Security Implications
Taking Out Previous Block Proposers: One security issue that’s been discussed is the incentive for the proposer of slot n+1 to prevent the proposer of slot n from publishing a block. If successful, the slot n+1 proposer can include both the missed transactions and new ones in their block, earning more in fees. Since proposers are known in advance (about six minutes), an attacker could deanonymize the proposer for slot n and launch a temporary DoS or BGP hijack attack, preventing them from submitting their block. Importantly, this attack only needs to last for four seconds - the window for making a block proposal.
Breaking Liveness and Safety: Extending this attack, an attacker could continuously target the upcoming proposers to stop the network’s progress. If more than one-third of block proposals are missed, Ethereum’s finality gadget won’t be able to finalize blocks, halting the network. Even worse, safety could be compromised as many Ethereum light clients assume the chain head is finalized. By breaking network synchrony through DoS or network partitioning, attackers could cause serious issues.
Mitigations
To mitigate these security risks one can either improve privacy in the P2P network or protect against potential attacks. We discuss both avenues.
Providing anonymity
Increase Subnet Participation: Validators could subscribe to more subnets than the default, making it harder for adversaries to link specific attestations to validators. This increases the communication overhead on the network, potentially undermining Ethereum’s goal of enabling solo stakers to run validators with minimal resources. However, given the increase of the MAX_EFFECTIVE_BALANCE in the upcoming hardfork there might be room for a slight increase in the number of P2P messages.

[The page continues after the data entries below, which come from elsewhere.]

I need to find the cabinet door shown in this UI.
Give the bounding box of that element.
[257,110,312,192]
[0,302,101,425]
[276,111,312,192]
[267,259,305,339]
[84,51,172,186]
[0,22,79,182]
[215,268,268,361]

Run Validators Across Multiple Nodes: Validators could distribute their attestation broadcasts across multiple nodes, making it harder to deanonymize them. While this increases operational costs, it can enhance privacy by spreading validator responsibilities across different IP addresses.
Private Peering Agreements: Both Lighthouse and Prysm clients allow validators to set up private peering agreements, where a group of trusted peers helps relay gossip messages. While this improves performance and reliability, it also provides some privacy, making it harder to trace validators to a single IP. Instead, an attacker would have to target multiple peers in the agreement. However, finding trusted peers can be costly and difficult, especially for smaller stakers.
Anonymous Gossiping: Protocols like Dandelion and Tor have been proposed to enhance anonymity. Dandelion, for example, sends messages through a single node first (the “stem” phase) before broadcasting to the network (the “fluff” phase), which helps conceal the message origin. However, these methods introduce delays and might not be fast enough for the Ethereum P2P network.
Defending Against DoS
Network Layer Defenses: The libp2p framework used for the Ethereum P2P layer already includes some defenses like limiting the number of connections, rate-limiting incoming traffic, and auto-adjusting firewalls. However, these aren’t foolproof, and manual intervention might still be needed during attacks.
Secret Leader Election: Another potential defense against DoS attacks is keeping the identity of block producers secret until they propose blocks. This idea, called secret leader election, avoids other issues and looks promising. Some proposals have been made for Ethereum, but they’re still in the early design phase as far as we are aware.